Proudly displaying signs bearing phrases like "Israel Must Defend Itself!" and "Israel Is on the Map to Stay," Jews in Bucks County rallied in support of the State of Israel as its battle against the Lebanese terrorist group Hezbollah hit its 20th day.
"This gathering sends a very strong message, and makes it unmistakably clear that our common bond with Israel is indeed unbreakable," declared Alan Sheinberg, president of Shir Ami-Bucks County Jewish Congregation in Newtown, speaking at the synagogue on Monday night. Shir Ami's executive director Hilary Leboff estimated that some 1,000 people attended the event.
Showing support for Israel were seven state legislators and candidates, in addition to leaders from 12 Bucks County synagogues and 24 Jewish organizations. The event was in part sponsored by the Jewish Federation of Greater Philadelphia.
"As we have watched what we have seen in the Middle East, and watched the reaction of the world, it is no surprise that there are so many of us here this evening to make a stand and make a statement," said Shir Ami's rabbi Elliot Strom.
Security for the rally was intense, with several police cars outside the building and a private security force stationed inside the synagogue.
Consul Shahar Shelef of the Israel Consul General's Office of Greater Philadelphia, upset at the international response to the Israeli campaign by countries like France, posed the question of what would happen if 15 percent of French civilians -- or 9 million of its people -- were confined to shelters because of incoming missile attacks.
"They would defend their people, and the world would approve," he said.
Ephraim Lapid, a brigadier general in the reserves of the Israeli Defense Force, was unequivocal about the importance of the current war.

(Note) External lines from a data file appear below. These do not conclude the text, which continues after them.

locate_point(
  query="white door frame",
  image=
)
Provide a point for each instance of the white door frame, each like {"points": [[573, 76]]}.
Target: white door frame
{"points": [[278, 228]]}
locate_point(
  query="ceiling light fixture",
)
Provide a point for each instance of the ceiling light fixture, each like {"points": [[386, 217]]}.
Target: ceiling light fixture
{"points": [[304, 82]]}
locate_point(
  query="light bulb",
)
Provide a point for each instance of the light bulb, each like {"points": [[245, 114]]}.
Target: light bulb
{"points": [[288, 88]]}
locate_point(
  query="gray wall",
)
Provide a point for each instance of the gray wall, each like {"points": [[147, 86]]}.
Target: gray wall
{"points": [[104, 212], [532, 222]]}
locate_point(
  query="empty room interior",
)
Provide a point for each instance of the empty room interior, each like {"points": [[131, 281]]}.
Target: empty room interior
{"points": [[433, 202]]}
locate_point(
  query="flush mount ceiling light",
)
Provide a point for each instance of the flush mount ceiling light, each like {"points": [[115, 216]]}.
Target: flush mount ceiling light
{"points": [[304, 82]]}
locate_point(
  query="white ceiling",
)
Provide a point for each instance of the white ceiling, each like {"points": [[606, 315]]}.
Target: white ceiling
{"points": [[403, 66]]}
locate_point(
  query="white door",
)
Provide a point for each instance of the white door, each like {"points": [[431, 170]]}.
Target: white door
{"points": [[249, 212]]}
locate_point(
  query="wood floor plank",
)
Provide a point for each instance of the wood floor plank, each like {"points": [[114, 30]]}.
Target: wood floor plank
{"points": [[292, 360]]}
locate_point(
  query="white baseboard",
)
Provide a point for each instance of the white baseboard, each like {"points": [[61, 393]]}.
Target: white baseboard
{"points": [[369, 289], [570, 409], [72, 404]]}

"We feel like we are fighting -- literally -- our second War of Independence," stated Lapid.
David Gutterman, executive director of the Vaad: Board of Rabbis of Greater Philadelphia, argued for the Jewish state's right to defend itself against the rocket attacks raining down on Israeli towns, but also for a civil response to the civilian casualties in Lebanon.
"We stand here this evening and say that a child that is killed in Kana evokes a response of sorrow, not celebration ... . Let us not lose our soul," said Gutterman of the Israeli attack that killed civilians. "But at the same time, my friends, let us not lose our voice."